Quantum electrodynamics treatment of optical high order harmonic generation

Abstract

Optical high order harmonic generation (HHG) is one of the most promising ways to generate the coherent EUV and soft X-ray radiation required by next the generation of photolithography. It is of equal significance in basic research for understanding the laser-matter interaction. The most intriguing characteristic of HHG spectra is the display of a plateau region, in which the harmonic intensity is relatively insensitive to the harmonic order q, following rapid intensity fall for the lowest harmonics. Several theoretical methods have been explored to describe the nonperturbative behavior of harmonic generation in intense optical fields, which have the unifying theme of calculating dipole radiation from an electron under the influence of the optical field. An alternative framework based on the QED formalism for describing HHG was recently introduced in which the atom and the quantized high optical field was treated as an isolated system with well-defined energy and momentum.

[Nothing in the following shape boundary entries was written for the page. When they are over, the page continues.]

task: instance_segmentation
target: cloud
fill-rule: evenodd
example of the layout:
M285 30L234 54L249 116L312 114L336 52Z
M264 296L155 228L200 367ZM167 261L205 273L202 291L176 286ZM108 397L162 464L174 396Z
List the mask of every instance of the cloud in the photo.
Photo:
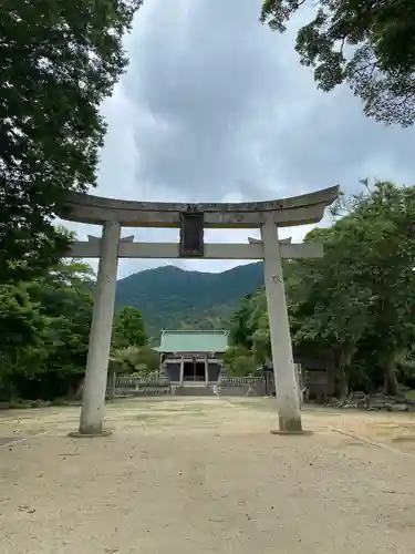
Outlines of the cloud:
M260 0L145 1L125 41L128 71L103 105L110 132L96 194L224 202L334 183L353 191L367 176L411 183L413 130L365 119L346 88L318 91L293 52L295 29L281 37L262 27L260 7ZM282 236L301 238L305 230ZM139 240L177 239L168 229L134 233ZM215 230L207 238L248 235ZM120 275L159 264L122 260Z

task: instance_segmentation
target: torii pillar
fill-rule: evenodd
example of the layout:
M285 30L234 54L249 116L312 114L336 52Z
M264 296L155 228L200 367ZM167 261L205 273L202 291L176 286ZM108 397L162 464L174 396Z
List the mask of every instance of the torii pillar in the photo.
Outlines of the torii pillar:
M279 431L301 433L300 394L292 356L280 242L272 218L261 226L261 239Z
M98 437L103 430L105 389L111 348L117 259L178 258L263 259L272 361L281 433L302 432L300 396L292 358L281 258L322 255L321 245L288 244L278 227L321 220L339 194L333 186L280 201L236 204L142 203L70 193L62 218L102 225L101 239L75 242L74 257L98 258L90 349L86 362L80 428L73 437ZM134 243L121 237L122 227L180 228L180 244ZM260 228L261 240L250 244L205 244L204 228Z

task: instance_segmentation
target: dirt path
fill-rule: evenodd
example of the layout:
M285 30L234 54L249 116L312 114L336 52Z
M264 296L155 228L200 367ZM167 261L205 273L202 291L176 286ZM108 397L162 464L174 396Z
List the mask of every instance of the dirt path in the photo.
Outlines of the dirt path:
M0 552L415 552L415 418L305 411L314 434L282 438L272 410L116 403L93 440L66 438L75 408L3 413Z

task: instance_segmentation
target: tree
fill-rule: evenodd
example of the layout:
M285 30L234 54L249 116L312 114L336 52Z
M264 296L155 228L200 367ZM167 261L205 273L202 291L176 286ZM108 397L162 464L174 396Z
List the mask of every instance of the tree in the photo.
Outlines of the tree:
M415 3L413 0L264 0L261 22L279 32L295 12L313 17L297 33L303 65L319 89L347 82L364 113L387 124L415 121Z
M142 0L4 0L0 18L0 283L65 253L52 225L66 191L95 185L100 105L126 66Z
M114 318L113 348L142 347L146 341L141 312L131 306L124 306Z
M31 366L46 357L43 342L46 322L24 289L0 286L0 389L6 389L9 397L13 375L28 376Z
M408 367L415 343L415 187L363 185L334 206L331 228L308 235L323 243L324 257L284 267L294 350L330 357L342 396L350 386L382 381L396 393L397 370ZM269 356L263 291L242 306L238 326L249 329L250 352L262 363Z

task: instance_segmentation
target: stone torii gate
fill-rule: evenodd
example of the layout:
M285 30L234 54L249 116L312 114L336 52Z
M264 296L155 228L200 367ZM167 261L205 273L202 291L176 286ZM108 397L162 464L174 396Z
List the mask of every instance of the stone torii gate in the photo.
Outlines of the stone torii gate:
M178 257L263 260L279 429L282 433L302 432L281 258L321 257L323 248L318 244L280 242L278 227L320 222L338 194L339 187L333 186L271 202L176 204L70 193L59 215L66 220L103 227L101 238L89 236L86 242L75 242L69 253L76 258L100 260L81 421L79 432L73 434L105 434L103 419L118 258ZM135 243L133 236L121 238L122 227L179 228L180 242ZM205 244L204 228L259 228L261 239L249 239L248 244Z

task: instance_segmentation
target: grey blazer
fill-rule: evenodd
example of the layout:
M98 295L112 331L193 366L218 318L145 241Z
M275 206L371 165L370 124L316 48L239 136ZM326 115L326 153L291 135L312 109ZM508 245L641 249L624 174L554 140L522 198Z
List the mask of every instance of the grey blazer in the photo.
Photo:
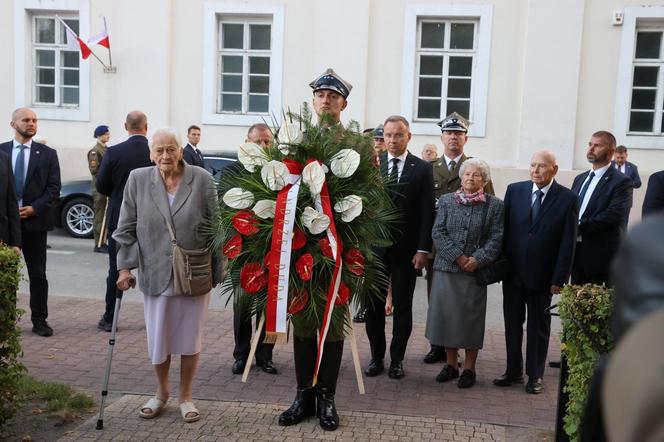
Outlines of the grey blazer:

The electron-laser interaction is described nonperturbatively by quantized field Volkov states which are modified in a perturbative manner to introduce a harmonic field. As a result, radiation is produced by transitions between quantized Volkov states that experience a phase shift during the process. Such a dressed continuum-to-continuum transition is different from dipole transitions and highlights a direct photon-conversion process in which q fundamental photons are annihilated to produce single harmonic photons with the electron energy unchanged.